A análisis cáustico Elaborado por un grupo de expertos chino, el informe examinó cada uno de los elementos:
- Los estadounidenses querían asegurarse de que se establecieran "límites y fronteras" para evitar el deterioro de las relaciones entre Estados Unidos y China, con el fin de "gestionar" responsablemente la relación. Esto no funcionó porque su enfoque fue "pésimo".
- El viceministro de Relaciones Exteriores chino, Xie Feng, dio en el clavo al afirmar que la tríada estadounidense de «competencia, cooperación y confrontación» es una «venda» diseñada para contener y eliminar a China. La confrontación y la contención son esenciales; la cooperación solo existe cuando les conviene, y la competencia es una trampa discursiva. Estados Unidos exige cooperación cuando necesita a China, pero en áreas donde cree tener ventaja, se desvincula, corta el suministro, impone bloqueos y sanciones, estando dispuesto a enfrentarse a China y confrontarla para contenerla.
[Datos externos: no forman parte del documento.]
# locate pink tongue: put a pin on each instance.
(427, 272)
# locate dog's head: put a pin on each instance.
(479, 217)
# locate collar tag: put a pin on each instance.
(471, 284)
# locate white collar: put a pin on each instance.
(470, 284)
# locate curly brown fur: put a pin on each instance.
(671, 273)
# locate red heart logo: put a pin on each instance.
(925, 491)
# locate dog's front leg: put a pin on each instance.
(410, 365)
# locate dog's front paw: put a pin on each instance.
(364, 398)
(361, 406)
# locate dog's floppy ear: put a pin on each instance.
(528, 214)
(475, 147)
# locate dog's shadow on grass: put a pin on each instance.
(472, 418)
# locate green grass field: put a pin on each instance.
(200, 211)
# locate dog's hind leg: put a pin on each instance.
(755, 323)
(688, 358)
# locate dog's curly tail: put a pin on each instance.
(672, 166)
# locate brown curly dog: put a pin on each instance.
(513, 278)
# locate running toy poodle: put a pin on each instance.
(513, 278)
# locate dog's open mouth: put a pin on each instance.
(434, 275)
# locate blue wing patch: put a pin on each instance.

- Xie Feng también presentó a Estados Unidos dos listas: una con 16 puntos en la que se pedía a los estadounidenses que corrigieran sus políticas, palabras y acciones erróneas con respecto a China, y otra lista de 10 casos prioritarios de interés para China. (...) Si estos problemas perjudiciales para China no son resueltos por la parte estadounidense, ¿de qué hablarían China y Estados Unidos?
- Y luego, el sorbete para acompañar la tarta de queso: los puntos principales que Wang Yi presentó a Washington. En resumen:
- "Estados Unidos no puede amenazar, denigrar ni intentar subvertir la senda y el sistema socialista con características chinas. La senda y el sistema chinos fueron elegidos por la historia y el pueblo, y conciernen al bienestar a largo plazo de 1,4 millones de chinos y al futuro destino de la nación china, que es el interés fundamental al que China debe adherirse."
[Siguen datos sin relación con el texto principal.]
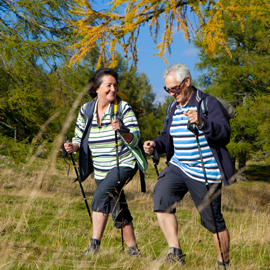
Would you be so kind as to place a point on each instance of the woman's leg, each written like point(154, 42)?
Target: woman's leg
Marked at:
point(99, 224)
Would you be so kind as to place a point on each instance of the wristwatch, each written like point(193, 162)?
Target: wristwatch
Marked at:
point(201, 125)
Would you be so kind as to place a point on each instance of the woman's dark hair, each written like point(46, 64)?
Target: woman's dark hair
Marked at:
point(96, 80)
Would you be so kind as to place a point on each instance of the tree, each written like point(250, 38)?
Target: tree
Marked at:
point(119, 22)
point(243, 79)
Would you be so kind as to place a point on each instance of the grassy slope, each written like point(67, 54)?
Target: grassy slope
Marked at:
point(48, 228)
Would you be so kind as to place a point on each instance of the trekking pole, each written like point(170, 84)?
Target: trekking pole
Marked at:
point(78, 179)
point(194, 130)
point(118, 176)
point(155, 159)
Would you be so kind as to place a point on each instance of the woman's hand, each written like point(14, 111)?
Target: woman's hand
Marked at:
point(71, 147)
point(115, 124)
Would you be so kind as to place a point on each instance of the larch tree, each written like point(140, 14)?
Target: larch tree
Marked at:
point(242, 77)
point(119, 22)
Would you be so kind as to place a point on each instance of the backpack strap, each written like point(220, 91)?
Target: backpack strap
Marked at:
point(116, 110)
point(85, 160)
point(167, 115)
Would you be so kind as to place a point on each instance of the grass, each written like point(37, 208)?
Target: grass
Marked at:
point(46, 226)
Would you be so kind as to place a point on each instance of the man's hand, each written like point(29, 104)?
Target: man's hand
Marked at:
point(193, 117)
point(148, 147)
point(71, 147)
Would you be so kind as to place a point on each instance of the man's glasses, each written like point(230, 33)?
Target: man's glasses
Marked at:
point(174, 89)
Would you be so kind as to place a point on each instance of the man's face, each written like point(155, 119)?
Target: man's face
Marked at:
point(178, 90)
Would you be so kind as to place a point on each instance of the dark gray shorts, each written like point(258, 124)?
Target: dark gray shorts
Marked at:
point(109, 196)
point(172, 186)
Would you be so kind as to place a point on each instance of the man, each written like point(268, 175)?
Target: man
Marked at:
point(185, 172)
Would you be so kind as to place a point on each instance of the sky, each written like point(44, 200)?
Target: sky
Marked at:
point(153, 66)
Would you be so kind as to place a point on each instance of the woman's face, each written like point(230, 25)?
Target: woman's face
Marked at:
point(107, 90)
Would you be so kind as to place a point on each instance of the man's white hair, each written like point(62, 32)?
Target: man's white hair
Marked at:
point(179, 69)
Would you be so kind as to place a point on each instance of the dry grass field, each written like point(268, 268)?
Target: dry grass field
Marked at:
point(44, 222)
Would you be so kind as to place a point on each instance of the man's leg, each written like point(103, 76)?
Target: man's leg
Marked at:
point(99, 224)
point(169, 226)
point(224, 237)
point(128, 234)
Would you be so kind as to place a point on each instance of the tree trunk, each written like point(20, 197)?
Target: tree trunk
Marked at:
point(241, 175)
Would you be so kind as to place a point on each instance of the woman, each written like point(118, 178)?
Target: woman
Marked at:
point(109, 196)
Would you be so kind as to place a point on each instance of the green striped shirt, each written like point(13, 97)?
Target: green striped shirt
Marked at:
point(101, 140)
- Estados Unidos no puede intentar obstruir ni interrumpir el proceso de desarrollo de China. El pueblo chino tiene, sin duda, derecho a una vida mejor, y China tiene derecho a la modernización, lo cual no es monopolio de Estados Unidos, sino una cuestión de conciencia humana fundamental y justicia internacional. China insta a Estados Unidos a que levante de inmediato todas las sanciones unilaterales, los altos aranceles, la jurisdicción excesiva y los bloqueos científicos y tecnológicos impuestos a China.
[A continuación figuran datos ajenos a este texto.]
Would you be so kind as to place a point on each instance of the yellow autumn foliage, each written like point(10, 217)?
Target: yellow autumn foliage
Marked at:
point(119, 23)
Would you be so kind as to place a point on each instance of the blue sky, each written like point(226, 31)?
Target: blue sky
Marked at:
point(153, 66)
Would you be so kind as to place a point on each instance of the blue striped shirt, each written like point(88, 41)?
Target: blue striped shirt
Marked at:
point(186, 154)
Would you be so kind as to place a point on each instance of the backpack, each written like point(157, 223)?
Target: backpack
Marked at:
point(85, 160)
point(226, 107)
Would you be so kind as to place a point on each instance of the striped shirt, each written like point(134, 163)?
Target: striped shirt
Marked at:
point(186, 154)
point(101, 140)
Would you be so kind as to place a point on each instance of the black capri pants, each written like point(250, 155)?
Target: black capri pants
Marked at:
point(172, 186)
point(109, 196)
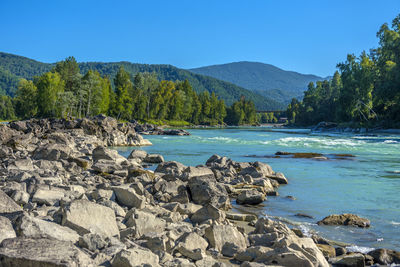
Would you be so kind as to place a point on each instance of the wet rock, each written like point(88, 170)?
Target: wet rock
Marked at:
point(41, 252)
point(345, 219)
point(6, 229)
point(135, 256)
point(84, 217)
point(251, 197)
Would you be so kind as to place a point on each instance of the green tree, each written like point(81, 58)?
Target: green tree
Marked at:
point(25, 99)
point(49, 85)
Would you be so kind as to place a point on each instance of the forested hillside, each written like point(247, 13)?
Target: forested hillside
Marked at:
point(265, 79)
point(364, 92)
point(13, 67)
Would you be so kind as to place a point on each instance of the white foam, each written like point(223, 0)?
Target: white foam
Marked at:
point(360, 249)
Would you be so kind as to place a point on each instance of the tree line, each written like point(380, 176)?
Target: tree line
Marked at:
point(65, 92)
point(364, 91)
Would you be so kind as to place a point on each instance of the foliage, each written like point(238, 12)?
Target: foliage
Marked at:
point(264, 79)
point(365, 90)
point(13, 67)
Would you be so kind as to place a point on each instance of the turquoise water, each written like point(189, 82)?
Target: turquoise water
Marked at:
point(367, 185)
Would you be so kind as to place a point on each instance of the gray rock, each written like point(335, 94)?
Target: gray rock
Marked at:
point(220, 235)
point(251, 197)
point(345, 219)
point(153, 158)
point(84, 217)
point(205, 190)
point(92, 241)
point(32, 227)
point(138, 154)
point(208, 212)
point(135, 256)
point(20, 197)
point(7, 205)
point(192, 246)
point(127, 196)
point(48, 197)
point(6, 229)
point(41, 252)
point(144, 222)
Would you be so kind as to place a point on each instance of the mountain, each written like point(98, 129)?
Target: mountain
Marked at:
point(13, 67)
point(265, 79)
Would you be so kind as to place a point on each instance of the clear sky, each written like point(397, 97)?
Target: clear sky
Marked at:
point(304, 36)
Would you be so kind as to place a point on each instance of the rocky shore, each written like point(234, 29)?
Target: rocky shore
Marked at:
point(68, 200)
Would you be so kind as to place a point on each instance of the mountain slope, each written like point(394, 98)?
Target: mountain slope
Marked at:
point(22, 67)
point(264, 79)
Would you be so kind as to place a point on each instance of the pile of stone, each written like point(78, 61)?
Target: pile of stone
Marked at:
point(68, 200)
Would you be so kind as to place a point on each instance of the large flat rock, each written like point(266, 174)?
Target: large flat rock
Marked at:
point(41, 252)
point(85, 217)
point(7, 205)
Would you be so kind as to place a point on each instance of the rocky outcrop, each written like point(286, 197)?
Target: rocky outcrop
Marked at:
point(41, 252)
point(345, 219)
point(68, 200)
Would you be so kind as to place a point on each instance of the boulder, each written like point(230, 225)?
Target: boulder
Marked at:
point(127, 196)
point(32, 227)
point(192, 245)
point(153, 158)
point(138, 154)
point(84, 217)
point(191, 172)
point(351, 260)
point(208, 212)
point(92, 241)
point(143, 222)
point(135, 256)
point(7, 205)
point(206, 190)
point(251, 197)
point(345, 219)
point(107, 154)
point(48, 197)
point(221, 235)
point(385, 256)
point(6, 229)
point(41, 252)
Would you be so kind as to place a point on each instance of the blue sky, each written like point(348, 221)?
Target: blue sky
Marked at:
point(304, 36)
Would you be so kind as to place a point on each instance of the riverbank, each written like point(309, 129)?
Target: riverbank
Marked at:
point(56, 177)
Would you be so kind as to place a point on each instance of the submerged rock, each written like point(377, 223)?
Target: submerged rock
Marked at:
point(345, 219)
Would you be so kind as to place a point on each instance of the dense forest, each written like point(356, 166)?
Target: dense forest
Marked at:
point(265, 79)
point(365, 91)
point(65, 92)
point(13, 67)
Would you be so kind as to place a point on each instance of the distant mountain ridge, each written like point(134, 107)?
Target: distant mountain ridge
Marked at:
point(265, 79)
point(13, 67)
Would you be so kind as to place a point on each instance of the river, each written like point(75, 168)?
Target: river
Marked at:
point(367, 184)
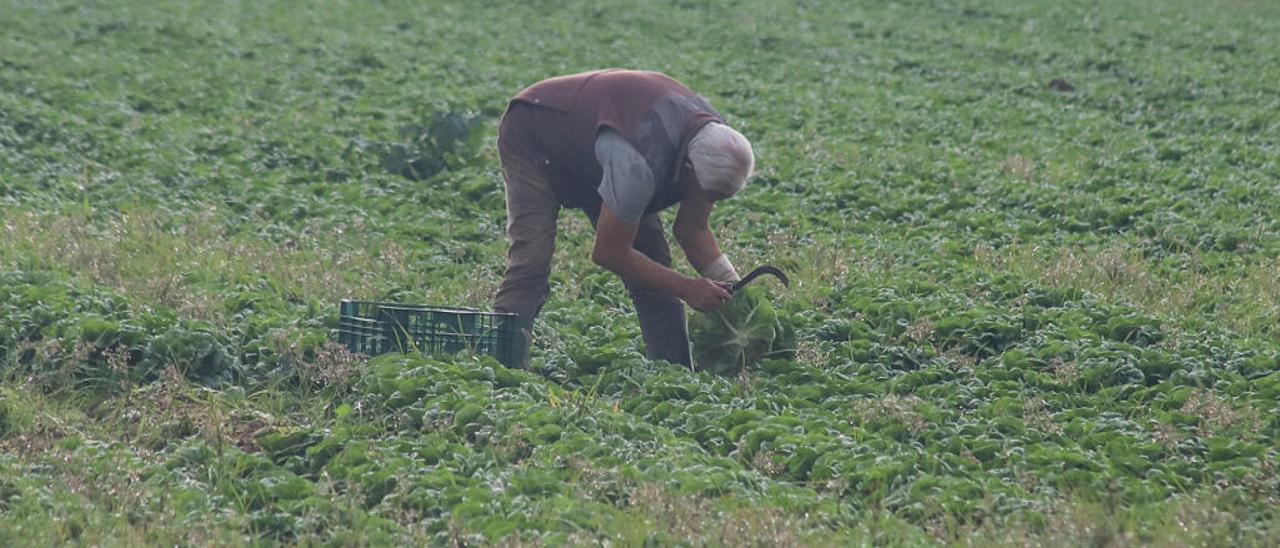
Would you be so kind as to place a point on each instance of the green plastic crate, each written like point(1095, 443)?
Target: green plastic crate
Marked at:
point(374, 328)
- Estados Unidos no puede infringir la soberanía nacional de China, y mucho menos amenazar su integridad territorial. Las cuestiones relativas a Xinjiang, el Tíbet y Hong Kong no giran en torno a los derechos humanos ni a la democracia, sino a los principales éxitos y fracasos de la lucha contra la «independencia de Xinjiang», la «independencia del Tíbet» y la «independencia de Hong Kong». Ningún país permitirá que se vea comprometida su seguridad soberana. En cuanto a la cuestión de Taiwán, es una prioridad absoluta. (...) Si la «independencia de Taiwán» se utiliza como provocación, China tiene derecho a tomar las medidas necesarias para contenerla.
¿Registrará el Imperio del Caos todo lo que se ha dicho anteriormente? Por supuesto que no. El imperio, por lo tanto, continuará decayendo inexorablemente, un caso de pésimo gusto desprovisto de cualquier patetismo dramático o estético digno de un Crepúsculo de los Dioses, que apenas merece una breve mirada de los dioses. «Donde sonríen en secreto, contemplando vastas tierras / Plaga y hambruna, pestilencia y terremoto, el rugido de las profundidades y las arenas ardientes, y barcos escorados y manos en oración», como lo inmortalizó Tennyson. Pero lo que realmente importa, en nuestro mundo de realpolitik, Lo cierto es que a Pekín no le importa en absoluto. El mensaje fue claro: "Los chinos hace tiempo que están hartos de la arrogancia estadounidense, y la época en que Estados Unidos intentaba intimidar a los chinos ya pasó".
Este es el comienzo de un nuevo y valiente mundo geopolítico, y el preludio de un réquiem imperial. Muchos capítulos vendrán.
*Este es un artículo de opinión, responsabilidad del autor, y no refleja la opinión de Brasil 247.